Scrub sensitive data from a repository

Completed

As a GitHub organization administrator, you might need to remove, or scrub, sensitive data from a repository. You might also need to take extra security steps, like changing security policies in response to an incident.

You might remember from the scenario in the introduction that some of the most stressful and risky problems can involve sensitive data appearing in the code base. As you administer a new project with unfamiliar collaborators, you know that it's important to prevent these kinds of security risks from happening as much as possible. You also know that these problems happen sooner or later, and it's important to be prepared, in order to minimize time spent resolving the issue and up-front costs (like paying a ransomware actor).

In this unit, you'll learn about the tools to help prevent committing sensitive data. You'll also learn what to do if there's a security breach, and how to evaluate potential changes to security policies.

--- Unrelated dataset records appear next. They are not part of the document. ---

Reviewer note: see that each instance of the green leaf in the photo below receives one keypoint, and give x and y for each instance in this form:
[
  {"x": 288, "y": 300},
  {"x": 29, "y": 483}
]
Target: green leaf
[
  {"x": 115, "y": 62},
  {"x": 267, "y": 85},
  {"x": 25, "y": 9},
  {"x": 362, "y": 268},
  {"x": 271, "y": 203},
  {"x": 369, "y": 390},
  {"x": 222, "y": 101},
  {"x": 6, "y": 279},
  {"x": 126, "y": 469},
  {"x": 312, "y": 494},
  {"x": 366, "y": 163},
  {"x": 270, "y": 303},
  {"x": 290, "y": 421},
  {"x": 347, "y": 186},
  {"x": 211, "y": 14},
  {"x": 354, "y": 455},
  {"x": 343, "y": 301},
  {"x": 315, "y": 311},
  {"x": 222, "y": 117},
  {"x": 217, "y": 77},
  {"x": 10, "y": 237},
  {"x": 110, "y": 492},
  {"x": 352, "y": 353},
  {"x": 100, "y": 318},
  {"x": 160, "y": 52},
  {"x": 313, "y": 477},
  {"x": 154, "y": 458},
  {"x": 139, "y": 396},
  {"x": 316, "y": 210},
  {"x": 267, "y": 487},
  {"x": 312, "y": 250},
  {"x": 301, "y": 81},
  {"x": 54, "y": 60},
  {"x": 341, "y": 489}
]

Tools to avoid committing sensitive data

You know that your new software build needs to authenticate with external services in order to test functions. This could lead to the most common type of accidental commission of sensitive data: including sign-in credentials in the code base.

This section discusses the best way to deal with interactions between sensitive data and your code base: prevention. Prevention is key, because it can form part of a routine, and your team can automate routines.

It's possible to automate this process with freely available precommit hooks (scripts that Git executes prior to the commit event) that scan for sensitive data.

Diagram of a flowchart of precommit hooks from code edit to commit.

Some of the most popular precommit hooks that serve this purpose include:

  • Gitleaks
  • precommit plugins
    • detect-aws-credentials
    • detect-private-key
    • secrets_filename

Scrub the repository

This section explains the two primary methods for removing unwanted files from a repository's history: the git filter-repo command and the BFG Repo-Cleaner open source tool. It also covers what GitHub support technicians can do if you determine that high-risk data made its way into a repository.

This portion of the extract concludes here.